2. Description of the Related Art
Shared memory multiprocessor computer system architectures have become a common solution for complex computing needs, such as are often encountered in computer network servers and telecommunications applications. A typical shared memory multiprocessor computing system includes two or more processors that access shared memory. The same physical address on different processors typically refers to the same location in the shared memory. In shared memory architectures, a memory consistency model typically specifies the semantics of memory operations to coordinate accesses by multiple processors to the shared memory. A memory model effectively establishes a contract between the programmer and the hardware. Thus, both programs and hardware in a shared memory multiprocessor system must be correct with respect to the memory model definition for proper operation. Memory models can have a significant impact on ease of programming and optimizations performable by the hardware or the compiler.
One example of a memory consistency model is the Total Store Order (“TSO”) memory model developed by Sun Microsystems, Inc. The TSO memory model specification defines the semantics of load, store and atomic memory operations (such as swap operations) in uniprocessor or multiprocessor systems from the point of view of program results. TSO defines two types of orders over the set of memory operations: a per processor program order denoting the sequence in which the processor logically executes instructions, and a global memory order conforming to the order in which operations are performed at the memory.
Memory operations are ordered by six TSO axioms: the Order, Atomicity, Termination, LoadOp, StoreStore and Value axioms. The Order axiom requires that there is a total order over all stores. The Atomicity axiom requires that there be no intervening stores between a load component and a store component of an atomic memory operation such as a swap. The Termination axiom requires that all stores and swaps eventually terminate. That is, if one processor of a multiprocessor does a store to a particular memory location and another processor repeatedly does loads to read the particular memory location, there will eventually be a load that reads the value stored by the first processor. The LoadOp axiom requires that if an operation follows a load in per processor program order, then the operation must also follow the load in global memory order. The StoreStore axiom requires that if two stores appear in a particular order in per processor program order, then they must also appear in the same order in global memory order. Informally, the LoadOp and StoreStore axioms together imply that under TSO, the only kind of reordering allowed between operations on the same processor is for loads to overtake stores, i.e., a load which succeeds a store in program order may precede it in global order. The Value axiom requires that the value returned by a load from a particular memory location is the value written to that memory location by the last store in global memory order, among the set of stores preceding the load in either global memory order or program order. The Value axiom allows a load to read the value written by an earlier store on the same processor, before that store has completed in global order. This permits processor implementations with store buffers, for example, to locally bypass data from a store to a load, before the store is globally visible. In a multiprocessor supporting the TSO memory consistency model, a violation of a TSO axiom by a sequence of memory operations may indicate a design problem or bug.

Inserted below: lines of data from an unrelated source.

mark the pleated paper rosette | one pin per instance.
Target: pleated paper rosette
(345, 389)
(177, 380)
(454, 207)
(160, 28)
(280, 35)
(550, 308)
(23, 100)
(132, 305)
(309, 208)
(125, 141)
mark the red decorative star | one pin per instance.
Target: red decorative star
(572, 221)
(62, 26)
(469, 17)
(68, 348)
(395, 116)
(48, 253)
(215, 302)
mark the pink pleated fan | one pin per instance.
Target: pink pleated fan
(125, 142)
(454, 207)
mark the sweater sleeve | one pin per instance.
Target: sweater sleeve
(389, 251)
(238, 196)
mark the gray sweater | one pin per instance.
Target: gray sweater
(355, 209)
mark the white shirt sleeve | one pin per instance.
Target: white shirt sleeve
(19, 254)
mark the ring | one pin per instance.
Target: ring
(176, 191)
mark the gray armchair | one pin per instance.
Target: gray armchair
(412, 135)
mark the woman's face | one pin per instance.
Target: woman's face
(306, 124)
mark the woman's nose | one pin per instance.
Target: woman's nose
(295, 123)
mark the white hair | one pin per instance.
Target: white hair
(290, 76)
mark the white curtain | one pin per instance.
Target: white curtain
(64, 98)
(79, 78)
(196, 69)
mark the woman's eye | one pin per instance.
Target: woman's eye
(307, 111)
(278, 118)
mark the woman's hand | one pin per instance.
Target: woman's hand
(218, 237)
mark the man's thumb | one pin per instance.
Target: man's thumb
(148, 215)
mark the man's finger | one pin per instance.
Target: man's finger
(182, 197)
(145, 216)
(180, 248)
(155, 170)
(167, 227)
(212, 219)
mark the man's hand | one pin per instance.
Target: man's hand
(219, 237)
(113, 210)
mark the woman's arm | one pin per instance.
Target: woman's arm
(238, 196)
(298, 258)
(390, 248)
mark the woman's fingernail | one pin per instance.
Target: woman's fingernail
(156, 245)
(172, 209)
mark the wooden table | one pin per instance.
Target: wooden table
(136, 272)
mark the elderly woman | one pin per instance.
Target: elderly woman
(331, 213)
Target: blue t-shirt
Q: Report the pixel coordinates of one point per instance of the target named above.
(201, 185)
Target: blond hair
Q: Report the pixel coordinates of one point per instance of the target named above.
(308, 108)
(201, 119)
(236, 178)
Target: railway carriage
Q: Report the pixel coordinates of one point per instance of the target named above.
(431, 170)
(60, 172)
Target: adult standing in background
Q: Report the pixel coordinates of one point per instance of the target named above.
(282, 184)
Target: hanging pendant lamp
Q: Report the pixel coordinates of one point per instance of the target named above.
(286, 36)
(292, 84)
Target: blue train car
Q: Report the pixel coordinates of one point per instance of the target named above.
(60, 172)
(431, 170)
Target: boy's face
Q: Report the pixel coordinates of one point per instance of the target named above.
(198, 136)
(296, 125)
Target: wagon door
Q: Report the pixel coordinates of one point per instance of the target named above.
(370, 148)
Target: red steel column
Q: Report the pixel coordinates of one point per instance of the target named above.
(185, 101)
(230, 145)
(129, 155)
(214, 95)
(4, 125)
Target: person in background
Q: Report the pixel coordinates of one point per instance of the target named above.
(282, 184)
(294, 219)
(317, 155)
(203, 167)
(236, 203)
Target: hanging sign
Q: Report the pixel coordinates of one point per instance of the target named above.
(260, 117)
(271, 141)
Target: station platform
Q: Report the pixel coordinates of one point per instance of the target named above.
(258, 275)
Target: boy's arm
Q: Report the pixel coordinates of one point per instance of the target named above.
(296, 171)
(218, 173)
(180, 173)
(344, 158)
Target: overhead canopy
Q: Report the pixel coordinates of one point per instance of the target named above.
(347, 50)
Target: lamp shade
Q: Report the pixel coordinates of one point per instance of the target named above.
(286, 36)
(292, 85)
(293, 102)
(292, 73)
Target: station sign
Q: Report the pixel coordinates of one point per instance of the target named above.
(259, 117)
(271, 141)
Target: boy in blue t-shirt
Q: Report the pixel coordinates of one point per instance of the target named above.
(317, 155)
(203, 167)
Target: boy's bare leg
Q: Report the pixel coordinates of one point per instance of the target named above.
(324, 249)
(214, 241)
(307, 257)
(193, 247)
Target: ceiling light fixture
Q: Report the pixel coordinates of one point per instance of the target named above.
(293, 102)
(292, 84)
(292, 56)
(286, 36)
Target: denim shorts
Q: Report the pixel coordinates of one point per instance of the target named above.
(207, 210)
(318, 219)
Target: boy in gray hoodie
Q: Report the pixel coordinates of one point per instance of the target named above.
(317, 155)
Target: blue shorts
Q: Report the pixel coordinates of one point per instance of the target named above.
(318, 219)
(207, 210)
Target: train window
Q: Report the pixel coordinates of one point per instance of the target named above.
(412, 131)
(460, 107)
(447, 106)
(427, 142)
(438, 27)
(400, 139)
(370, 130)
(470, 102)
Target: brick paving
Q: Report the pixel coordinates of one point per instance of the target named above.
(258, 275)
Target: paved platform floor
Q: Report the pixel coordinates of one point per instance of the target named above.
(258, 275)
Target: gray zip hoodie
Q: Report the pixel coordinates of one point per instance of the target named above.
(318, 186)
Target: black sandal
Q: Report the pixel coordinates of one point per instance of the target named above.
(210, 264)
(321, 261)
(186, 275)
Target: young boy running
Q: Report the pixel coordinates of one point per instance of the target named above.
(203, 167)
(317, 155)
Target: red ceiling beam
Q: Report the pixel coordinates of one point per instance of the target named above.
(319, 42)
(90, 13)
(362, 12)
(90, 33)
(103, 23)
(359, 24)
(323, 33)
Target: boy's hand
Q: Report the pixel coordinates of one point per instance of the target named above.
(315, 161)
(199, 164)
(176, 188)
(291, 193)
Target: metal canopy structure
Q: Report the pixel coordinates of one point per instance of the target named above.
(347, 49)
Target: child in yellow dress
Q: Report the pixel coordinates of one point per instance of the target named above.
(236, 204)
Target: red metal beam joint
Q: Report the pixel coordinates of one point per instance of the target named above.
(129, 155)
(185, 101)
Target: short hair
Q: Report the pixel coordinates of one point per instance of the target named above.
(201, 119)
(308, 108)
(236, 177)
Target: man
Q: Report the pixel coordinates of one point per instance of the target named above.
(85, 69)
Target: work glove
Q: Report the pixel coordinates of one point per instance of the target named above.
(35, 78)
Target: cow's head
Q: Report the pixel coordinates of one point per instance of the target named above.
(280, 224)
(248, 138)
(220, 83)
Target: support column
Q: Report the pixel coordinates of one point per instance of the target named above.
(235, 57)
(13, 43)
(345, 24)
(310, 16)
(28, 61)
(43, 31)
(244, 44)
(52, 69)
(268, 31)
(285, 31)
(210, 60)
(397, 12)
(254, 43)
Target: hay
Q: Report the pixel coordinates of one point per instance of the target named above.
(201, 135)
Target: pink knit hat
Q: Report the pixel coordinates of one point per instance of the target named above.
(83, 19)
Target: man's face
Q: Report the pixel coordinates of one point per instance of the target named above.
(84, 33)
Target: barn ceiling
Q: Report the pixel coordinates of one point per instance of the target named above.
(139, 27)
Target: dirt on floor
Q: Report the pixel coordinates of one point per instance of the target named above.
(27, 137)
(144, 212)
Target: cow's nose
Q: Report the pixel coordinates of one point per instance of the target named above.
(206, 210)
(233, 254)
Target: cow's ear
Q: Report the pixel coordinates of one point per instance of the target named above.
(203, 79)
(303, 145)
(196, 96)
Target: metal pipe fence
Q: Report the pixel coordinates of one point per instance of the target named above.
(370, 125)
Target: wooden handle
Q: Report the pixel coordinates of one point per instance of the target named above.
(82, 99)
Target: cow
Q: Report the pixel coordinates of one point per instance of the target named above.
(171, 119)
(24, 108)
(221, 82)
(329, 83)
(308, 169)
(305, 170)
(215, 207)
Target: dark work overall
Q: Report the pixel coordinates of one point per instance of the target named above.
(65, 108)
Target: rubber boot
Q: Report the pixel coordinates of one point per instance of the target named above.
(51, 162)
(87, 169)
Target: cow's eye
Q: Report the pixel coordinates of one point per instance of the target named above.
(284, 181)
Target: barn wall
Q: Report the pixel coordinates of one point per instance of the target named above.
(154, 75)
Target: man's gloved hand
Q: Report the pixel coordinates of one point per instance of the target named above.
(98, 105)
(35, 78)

One difficulty with advanced shared memory multiprocessor architectures is that design problems or bugs are difficult to find, isolate and correct. The memory subsystem is among the most complex parts of modern multiprocessor architectures, especially of architectures employing chip multiprocessing (CMP) or simultaneous multithreading (SMT), and therefore among the most bug-prone. Undetected bugs result in improper operations that often lead to system failures and that delay new design releases or, worse, require post-release patches. It is often difficult to determine the validity of program execution results in the presence of race conditions. Since the results of the program may be timing-dependent, multiple legal outcomes may exist, and a simple architectural model of the multiprocessor may not be sufficient to verify that the results comply with the memory consistency model. Existing techniques to verify program execution results may sometimes require analysis steps with relatively high levels of computational complexity. As a result, cost and time constraints associated with typical processor design cycles may tend to limit the use of the existing techniques to relatively small programs and/or relatively small multiprocessors.